At last weekend’s Atlantic Coast Conference meet in Boston, Richartz had plenty of voices behind him.
“My entire team was set up in the stands right next to the pit,” he said. “I had a great crowd. It was good to have them right there.”
Richartz, a junior, gave his teammates plenty to cheer about by winning the first conference title of his career and setting a school record with a vault of 17 feet, 11 inches on his final attempt of the competition.
“I was ecstatic about it,” said Richartz, who qualified for the NCAA indoor national championships for the first time in his career with the record vault. “I had the school record in mind ever since I came in freshman year. I wasn’t really expecting to hit it this year, though. That was quite a pleasant surprise.”
Richartz, who has the eighth-best vault entering this week’s indoor nationals in Birmingham, Alabama, had a difficult start to the ACC meet. He missed on his first attempt at the opening height of 16-5½, but quickly shook it off.
“I wasn’t really worried,” he said. “I was on too small of a pole for that particular jump. I went up in poles and everything was fine.”
Richartz, who entered the meet ranked third in conference, moved all the way up to 17-5½, which he made on his third attempt. When other vaulters failed to clear the bar, Richartz had a conference title but not complete peace of mind.
“When the final vaulter missed and I knew I had won, [vault coach Jim Garnham] came over and was real excited,” he said. “I waved him off a little bit and said, ‘We’ve still got some work to do.
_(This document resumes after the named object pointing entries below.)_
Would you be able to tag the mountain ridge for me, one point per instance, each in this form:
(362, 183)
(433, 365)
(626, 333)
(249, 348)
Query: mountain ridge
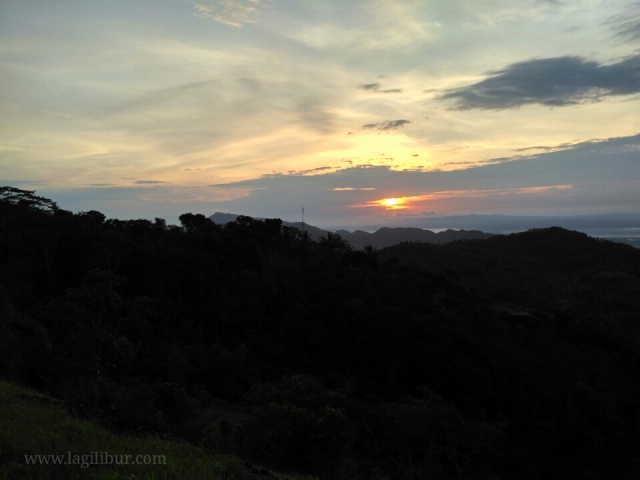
(383, 237)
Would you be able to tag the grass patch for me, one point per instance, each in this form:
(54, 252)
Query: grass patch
(32, 424)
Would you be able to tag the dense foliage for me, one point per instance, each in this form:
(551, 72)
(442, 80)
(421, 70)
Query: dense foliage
(512, 357)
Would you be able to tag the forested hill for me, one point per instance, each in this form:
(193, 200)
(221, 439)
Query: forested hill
(381, 238)
(512, 357)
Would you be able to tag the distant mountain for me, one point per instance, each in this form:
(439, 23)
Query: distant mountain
(591, 224)
(386, 236)
(383, 237)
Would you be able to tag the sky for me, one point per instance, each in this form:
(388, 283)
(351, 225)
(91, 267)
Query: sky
(359, 110)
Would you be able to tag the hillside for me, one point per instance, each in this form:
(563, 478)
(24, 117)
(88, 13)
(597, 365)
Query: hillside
(382, 237)
(510, 357)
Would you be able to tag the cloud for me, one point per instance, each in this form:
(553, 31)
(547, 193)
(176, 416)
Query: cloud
(229, 12)
(626, 26)
(553, 82)
(375, 87)
(594, 175)
(388, 125)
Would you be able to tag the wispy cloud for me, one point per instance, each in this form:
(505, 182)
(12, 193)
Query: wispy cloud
(375, 87)
(626, 25)
(388, 125)
(553, 82)
(235, 13)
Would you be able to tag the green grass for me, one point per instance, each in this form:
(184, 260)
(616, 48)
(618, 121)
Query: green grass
(33, 424)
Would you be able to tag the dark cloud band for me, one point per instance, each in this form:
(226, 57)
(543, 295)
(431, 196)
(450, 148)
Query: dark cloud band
(552, 82)
(388, 125)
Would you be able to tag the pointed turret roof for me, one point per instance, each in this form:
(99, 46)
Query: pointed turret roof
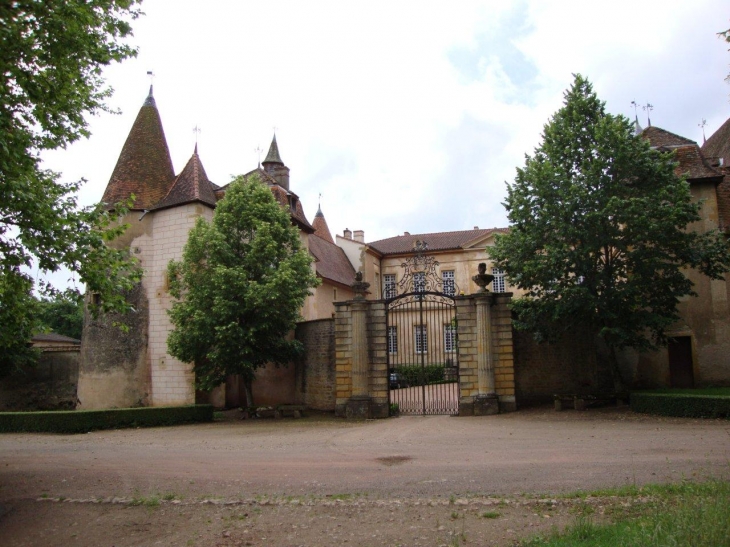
(320, 227)
(144, 167)
(191, 185)
(718, 145)
(273, 155)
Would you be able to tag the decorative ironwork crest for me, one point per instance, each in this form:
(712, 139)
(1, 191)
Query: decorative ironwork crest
(420, 274)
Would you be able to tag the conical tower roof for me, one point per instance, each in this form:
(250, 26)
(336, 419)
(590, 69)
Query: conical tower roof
(718, 145)
(273, 155)
(320, 227)
(144, 167)
(192, 184)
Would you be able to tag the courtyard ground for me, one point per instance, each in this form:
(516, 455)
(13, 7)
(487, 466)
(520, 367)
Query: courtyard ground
(434, 480)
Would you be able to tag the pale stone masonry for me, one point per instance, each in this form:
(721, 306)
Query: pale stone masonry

We’ve still got to qualify.’ ”
Richartz said the pair talked for at least 5 minutes about where to put the bar to ensure national qualification.
“He was giving me all these options and I said, ‘I’m brain dead right now. I just want to focus on jumping.’ So he said, ‘OK, we’re going to go to (17-11),’ ” he said. “I knew it (the school record) was in the back of my head. But I didn’t want the number to mean too much.”